La magica Grotta di Cloggs


Nel 2019, un gruppo di archeologi ha concentrato i propri sforzi sull’analisi della Cloggs Cave, un sito situato nelle Alpi australiane, un’area nel sud-est dell’Australia costellata di massi e grotte calcaree, che si estende fino alla costa vittoriana. L’area è stata scoperta e studiata negli anni ’70, e poi sono stati rinvenuti resti di canguri giganti estinti, strumenti aborigeni in pietra risalenti all’ultima era glaciale (tra 21.000 e 11.500 anni fa) e focolari – piccoli fuochi – sepolti. Tuttavia, la prospettiva di questa nuova incursione ha voluto tenere conto di qualcosa che la prima non aveva preso in considerazione: il rapporto con la storia dei GurnaiKurnai e le loro tradizioni – oltre al rispetto per queste terre, che sono ormai riconosciute come loro proprietà. Così, con questa nuova visione, il gruppo ha ritrovato resti di minerali frantumati che potrebbero essere stati utilizzati in qualche rito; oppure stalattiti spezzate intenzionalmente più di 23.000 anni fa, secondo la datazione delle parti che si erano successivamente rigenerate. Gli esperti hanno anche trovato una sorta di monolite sepolto circondato da antichi falò accesi tra 2.000 e 1.600 anni fa. Ciò che non trovarono fu la prova che gruppi umani avessero vissuto lì: nessun resto di cibo o rifiuti che indicassero una permanenza continua. ‘‘La grotta non era solo un rifugio da un ambiente freddo, ma uno scenario di attività magiche, sociali e culturalmente ricche risalenti a millenni. La gente lo evitava nella vita di tutti i giorni e probabilmente veniva utilizzato solo dai mulla-mullung”, ha scritto lo stesso team in un articolo pubblicato su The Conversation. Ma la grotta nascondeva ancora altri segreti.

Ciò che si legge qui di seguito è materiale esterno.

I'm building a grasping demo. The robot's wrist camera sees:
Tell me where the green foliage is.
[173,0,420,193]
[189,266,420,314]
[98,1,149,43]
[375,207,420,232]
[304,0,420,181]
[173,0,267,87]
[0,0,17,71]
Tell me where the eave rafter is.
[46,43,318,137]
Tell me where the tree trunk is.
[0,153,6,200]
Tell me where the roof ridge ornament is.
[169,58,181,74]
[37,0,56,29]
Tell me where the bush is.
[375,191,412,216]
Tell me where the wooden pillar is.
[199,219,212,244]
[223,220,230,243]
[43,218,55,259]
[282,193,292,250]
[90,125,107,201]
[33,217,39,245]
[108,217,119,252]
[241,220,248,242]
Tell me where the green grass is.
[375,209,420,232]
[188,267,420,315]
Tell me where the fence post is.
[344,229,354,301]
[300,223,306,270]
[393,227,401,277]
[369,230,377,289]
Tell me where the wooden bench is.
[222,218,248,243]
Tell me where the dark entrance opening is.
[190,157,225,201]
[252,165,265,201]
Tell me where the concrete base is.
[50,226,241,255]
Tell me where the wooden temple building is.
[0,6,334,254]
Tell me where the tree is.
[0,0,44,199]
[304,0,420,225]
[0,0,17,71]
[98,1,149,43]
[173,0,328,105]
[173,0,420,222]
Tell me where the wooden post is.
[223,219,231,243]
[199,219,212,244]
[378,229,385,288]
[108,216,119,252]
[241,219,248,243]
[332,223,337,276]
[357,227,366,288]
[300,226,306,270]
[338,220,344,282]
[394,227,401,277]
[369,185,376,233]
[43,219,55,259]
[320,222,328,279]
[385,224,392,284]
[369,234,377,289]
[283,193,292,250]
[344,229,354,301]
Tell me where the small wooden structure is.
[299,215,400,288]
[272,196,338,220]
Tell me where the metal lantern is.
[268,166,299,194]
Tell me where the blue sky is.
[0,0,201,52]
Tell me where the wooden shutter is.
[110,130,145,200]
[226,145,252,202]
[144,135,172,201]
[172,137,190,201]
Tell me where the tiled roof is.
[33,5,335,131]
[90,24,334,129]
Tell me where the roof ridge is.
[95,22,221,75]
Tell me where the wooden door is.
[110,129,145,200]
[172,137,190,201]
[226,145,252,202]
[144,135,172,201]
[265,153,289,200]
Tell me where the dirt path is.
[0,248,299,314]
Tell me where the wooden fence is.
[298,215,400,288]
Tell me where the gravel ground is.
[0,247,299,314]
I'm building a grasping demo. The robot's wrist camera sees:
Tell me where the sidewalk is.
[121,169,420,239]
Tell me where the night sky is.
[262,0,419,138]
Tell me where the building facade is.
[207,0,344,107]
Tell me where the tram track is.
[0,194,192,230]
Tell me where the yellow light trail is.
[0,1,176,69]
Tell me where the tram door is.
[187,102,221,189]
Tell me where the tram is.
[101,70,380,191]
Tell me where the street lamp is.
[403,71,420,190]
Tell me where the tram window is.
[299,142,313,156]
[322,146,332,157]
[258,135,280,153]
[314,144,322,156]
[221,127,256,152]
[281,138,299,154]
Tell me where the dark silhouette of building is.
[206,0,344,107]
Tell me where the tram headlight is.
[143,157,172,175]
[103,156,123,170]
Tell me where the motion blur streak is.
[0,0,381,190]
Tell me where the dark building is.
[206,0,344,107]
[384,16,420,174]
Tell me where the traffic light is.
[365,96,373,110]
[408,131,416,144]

Immagini dei due piccoli fuochi da campo trovati nella Grotta di Clogg 
Alcuni strani bastoncini sepolti


Durante gli scavi, la squadra ha rinvenuto strani bastoncini di legno che erano stati lavorati, rimuovendo i rami e i germogli circostanti. Avevano lievi segni di bruciatura su un’estremità e sotto sono state trovate alcune ceneri, come se qualcosa di piccolo fosse stato bruciato. Tuttavia, non c’era traccia di un falò fuori terra. Analisi successive hanno rivelato anche resti di grasso animale o umano spalmati su questi manufatti, che coincidevano con il rituale mulla-mullung. Attorno ad esso, alcune rocce e feci di vombato, animale dalla caratteristica cacca squadrata che però non vive abitualmente nelle caverne, per cui gli autori pensano che probabilmente furono trasportati lì per tenere in piedi i bastoni. I ricercatori non hanno trovato prove che il fuoco fosse utilizzato per cucinare o ripararsi, quindi prevale la teoria che quest’area fosse teatro di un rituale come quello descritto da Howitt. “Manufatti in legno ben conservati si trovano raramente nei siti archeologici del Pleistocene e del primo Olocene in Australia, poiché le stagioni secche e umide influenzano i sedimenti, stimolando l’attività microbica, che degrada la materia organica“, spiegano gli autori. Ma qui, nella Cloggs Cave, la secchezza e la stabilità delle temperature, nonché il fatto che furono sepolti subito dopo l’uso, hanno compiuto il “miracolo”. Sebbene gli autori riconoscano che questa interpretazione è limitata ai resti materiali rinvenuti, senza dubbio il tutto corrisponde molto bene con le cronache degli archeologi del XIX e dell’inizio del XX secolo che descrissero queste pratiche. “Questa combinazione unica indica la trasmissione di una pratica culturale locale molto specifica nell’arco di 12.000 anni. Questi risultati non si riferiscono alla memoria di pratiche ancestrali, ma alla trasmissione di conoscenze praticamente immutate, da una generazione all’altra, nel corso di circa 500 generazioni“, concludono gli esperti.